Namun demikian, Kepala Dikes Sumbawa Sarip Hidayat memastikan, bahwa pelayanan kesehatan seluruh fakses milik pemerintah daerah tidak terganggu dan berjalan normal sebagaimana mestinya.
“Berdasarkan evaluasi kami dengan kepala puskesmas, pelayanan tetap berjalan seperti biasa,” ungkapnya.
Disebutkan, total 424 orang tenaga kesehatan yang tidak diperpanjang kontraknya. Mereka terdiri dari tenaga bidang dan berawat. Jumlah tersebut tersebar di 26 puskes dan Rumah Sakit Umum Daerah (RSUD) Sumbawa.

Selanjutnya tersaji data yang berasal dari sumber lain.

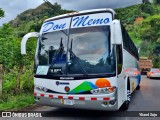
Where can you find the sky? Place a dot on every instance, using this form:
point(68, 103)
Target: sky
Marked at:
point(14, 7)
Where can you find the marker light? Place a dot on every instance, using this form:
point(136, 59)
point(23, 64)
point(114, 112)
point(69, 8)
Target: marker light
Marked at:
point(105, 90)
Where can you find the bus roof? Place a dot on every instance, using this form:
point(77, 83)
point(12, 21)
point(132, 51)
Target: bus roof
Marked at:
point(82, 12)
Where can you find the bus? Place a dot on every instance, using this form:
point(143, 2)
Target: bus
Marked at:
point(83, 60)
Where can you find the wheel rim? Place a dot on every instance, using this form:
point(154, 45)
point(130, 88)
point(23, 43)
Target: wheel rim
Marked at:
point(128, 95)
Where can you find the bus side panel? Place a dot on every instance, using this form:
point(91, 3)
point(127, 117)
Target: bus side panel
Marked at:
point(121, 89)
point(130, 61)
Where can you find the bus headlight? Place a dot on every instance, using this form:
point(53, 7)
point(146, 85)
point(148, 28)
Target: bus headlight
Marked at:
point(40, 88)
point(105, 90)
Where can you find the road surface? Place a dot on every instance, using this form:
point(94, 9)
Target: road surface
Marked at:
point(145, 99)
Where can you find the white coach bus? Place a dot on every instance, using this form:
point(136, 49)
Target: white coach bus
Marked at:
point(83, 60)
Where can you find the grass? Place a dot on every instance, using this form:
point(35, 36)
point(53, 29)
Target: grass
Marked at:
point(17, 102)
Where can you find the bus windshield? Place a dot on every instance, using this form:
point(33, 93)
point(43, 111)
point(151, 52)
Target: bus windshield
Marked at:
point(77, 51)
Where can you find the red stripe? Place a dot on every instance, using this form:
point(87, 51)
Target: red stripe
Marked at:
point(70, 97)
point(51, 96)
point(81, 98)
point(60, 97)
point(93, 98)
point(106, 99)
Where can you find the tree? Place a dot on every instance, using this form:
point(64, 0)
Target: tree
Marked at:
point(156, 1)
point(1, 13)
point(145, 1)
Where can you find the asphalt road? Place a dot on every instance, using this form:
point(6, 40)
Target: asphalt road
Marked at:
point(146, 99)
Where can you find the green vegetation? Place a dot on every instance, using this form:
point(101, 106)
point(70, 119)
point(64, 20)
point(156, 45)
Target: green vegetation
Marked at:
point(141, 21)
point(17, 102)
point(18, 70)
point(1, 13)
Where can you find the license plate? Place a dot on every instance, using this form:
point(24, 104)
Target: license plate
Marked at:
point(67, 102)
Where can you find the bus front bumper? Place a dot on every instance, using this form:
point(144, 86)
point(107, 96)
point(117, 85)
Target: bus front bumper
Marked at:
point(92, 102)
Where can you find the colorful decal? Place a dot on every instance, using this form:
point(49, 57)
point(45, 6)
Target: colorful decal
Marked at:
point(102, 82)
point(132, 86)
point(85, 86)
point(67, 89)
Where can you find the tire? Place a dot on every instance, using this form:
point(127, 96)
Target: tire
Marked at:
point(138, 87)
point(125, 105)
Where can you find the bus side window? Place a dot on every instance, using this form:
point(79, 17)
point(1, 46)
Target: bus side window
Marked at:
point(119, 58)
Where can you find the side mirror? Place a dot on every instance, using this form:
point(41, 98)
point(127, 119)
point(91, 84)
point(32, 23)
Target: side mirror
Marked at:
point(24, 41)
point(116, 32)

Ia mengakui, beberapa tenaga kesehatan yang tidak diperpanjang kontraknya itu, memiliki masa kerja bervariasi, ada yang kurang dari satu tahun, bahkan telah lebih 10 tahun. Hanya saja, mereka tidak terdata ke dalam database BKN, sehingga tidak dapat terakomodir ke dalam pengangkatan PPPK Paruh Waktu.
“Penyebabnya bermacam-macam. Ada yang tidak mengikuti pendataan, ada yang keliru saat mengunggah dokumen, seperti mengunggah foto copy SK padahal sistem meminta SK asli. Ada juga yang melewatkan proses pendataan karena kegiatan lain,” ungkap Sarif.
Ia menegaskan, Dinkes Sumbawa memprioritaskan keberlangsungan layanan kesehatan bagi masyarakat di tengah proses administrasi yang masih berlangsung. “Untuk sementara, pelayanan kami jaga dengan strategi saling mengisi,” pungkasnya. (KS)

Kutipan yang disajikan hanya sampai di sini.